We all know that money talks, but when it comes to talking about money, most people are not sure where to begin or who to talk to - whether its their parents, spouse or kids.
In her latest article, Kristin Wong of NY Times discusses some tips on How to talk about money.
Ms.Wong suggests excellent tips on how to talk about money like starting with breaking the silence, starting small or scheduling money meetings. Talking freely with friends and family or being more honest about money are my go-to tips.
As Ms. Wong's article suggests, money discussion is a huge social taboo. Money discussions don't have to be uncomfortable especially when it comes to teaching your kids about it. I often tell parents to not shy away from talking about purchase decisions in front of kids (middle school and up is an appropriate age group). Here are some tips to follow:
Allow children to hear how you come up with decisions for big ticket items like buying a car, buying a tv or other appliances.
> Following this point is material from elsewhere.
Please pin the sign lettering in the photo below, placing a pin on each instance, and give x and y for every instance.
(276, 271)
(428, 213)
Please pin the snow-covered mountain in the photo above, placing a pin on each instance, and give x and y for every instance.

The analysis and the gray-matter damage that adults go through in making these decisions gives the kids a window into how grownups think about money and make purchase decisions.
If something is expensive, then say it - loud and clear so your kids can hear it.
Better yet, ask kids whether they think something is expensive and why. Knowing what is considered expensive and what is not is also an acquired skill and highly subject to affordability.
We may not all come to the same conclusion on each money decision, but I can assure you starting to talk about it more openly and more timely is a great start!